Décoloniser la littérature africaine
Malgré les lauriers qu’ils tressent de temps en temps à quelques uns de ses fils, les milieux littéraires français, contrairement à ce qui se passe en Allemagne où en Angleterre par exemple, ne sont pas toujours prêts à considérer les écrivains africains établis en Hexagone comme d’authentiques écrivains. –
Leur génie et leur talent semblent assombris par leur peau brune. Dans l’interview qu’il a accordée à Mutations lors de son passage au Cameroun le mois dernier, Eugène Ebode a bien laissé entendre qu’il ne se satisfaisait plus du rôle de Nègre de service, la fois dans le cadre professionnel et comme écrivain. Avant lui, Gaston Paul Effa s’était déjà brouillé avec un de ses éditeurs français qui voulait le confiner dans une collection pour Noirs, alors qu’il se jugeait doté d’un talent lui permettant de rivaliser avec les meilleurs auteurs français et d’autres nationalités publiés, chez le même éditeur, dans une autre collection, dite "blanche". Le congolais Daniel Biyaoula et le Camerounais Jean Roger Essomba dont on entend peu parler malgré leur immense talent, pour régler définitivement ce problème, ont pris un bail de longue durée chez Présence Africaine.

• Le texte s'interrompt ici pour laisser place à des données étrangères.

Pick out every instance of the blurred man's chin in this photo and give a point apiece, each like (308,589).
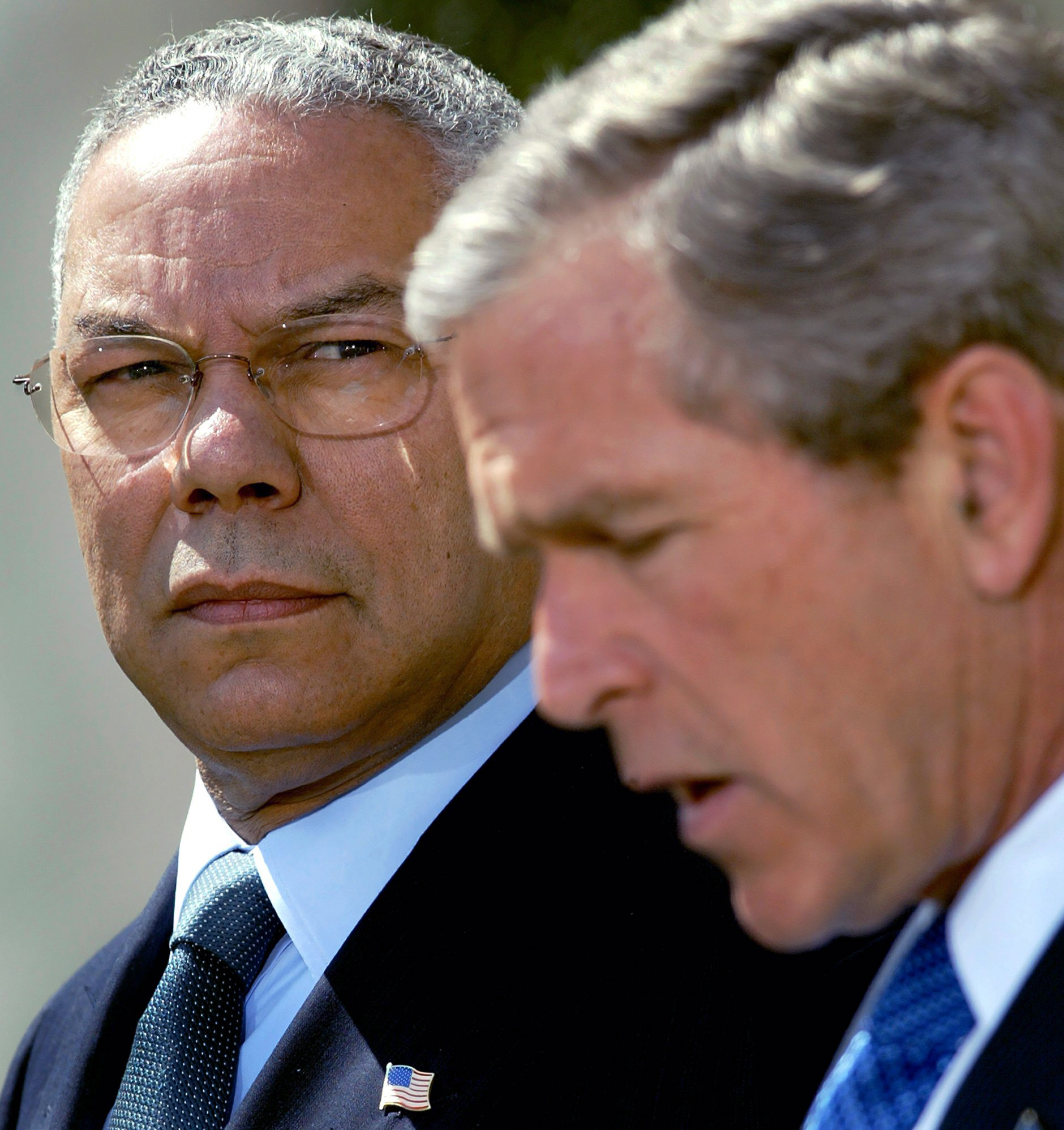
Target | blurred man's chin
(789,911)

Par racisme où par simple condescendance, plusieurs des auteurs africains sont ainsi confinés dans des collections où le critère de sélection des manuscrits est d’abord et avant tout la race, quand ils ne sont pas condamnés à se faire publier par des éditeurs de seconde zone, sans vrais moyens de les promouvoir. Ceux qui ont le bonheur de représenter leur race à des tables d’honneur doivent apprendre à bien s’y tenir au risque de déchoir du piédestal où seule l’humeur de leurs parrains les maintiendrait. On promet ainsi, depuis ses "écarts" de comportement, une mise au ban à une romancière de nos compatriotes.
C’est en tant qu’ils sont des écrivains issus de l’immigration que les milieux littéraires français promeuvent, par un exotisme ringard ou pour se donner bonne conscience plusieurs écrivains de notre continent. La littérature que ces écrivains produisent, à aucun moment, n’est considérée comme une littérature à part entière ; elle est et demeure une littérature de l’immigration. Le concept de migritude que Jacques Chevrier emploie pour désigner les œuvres de ces écrivains cache à peine le type de rapport centre-périphérie, colonisateur-colonisé qui a caractérisé les premières œuvres de la littérature africaine. Il rappelle aussi la perspective binariste selon laquelle le fait littéraire est examiné en Hexagone. Quoique certains écrivains de la migritude tiennent "un contre discours identitaire", ils n’en restent pas moins d’abord identifiés en fonction de la couleur de leur peau ou de leur provenance.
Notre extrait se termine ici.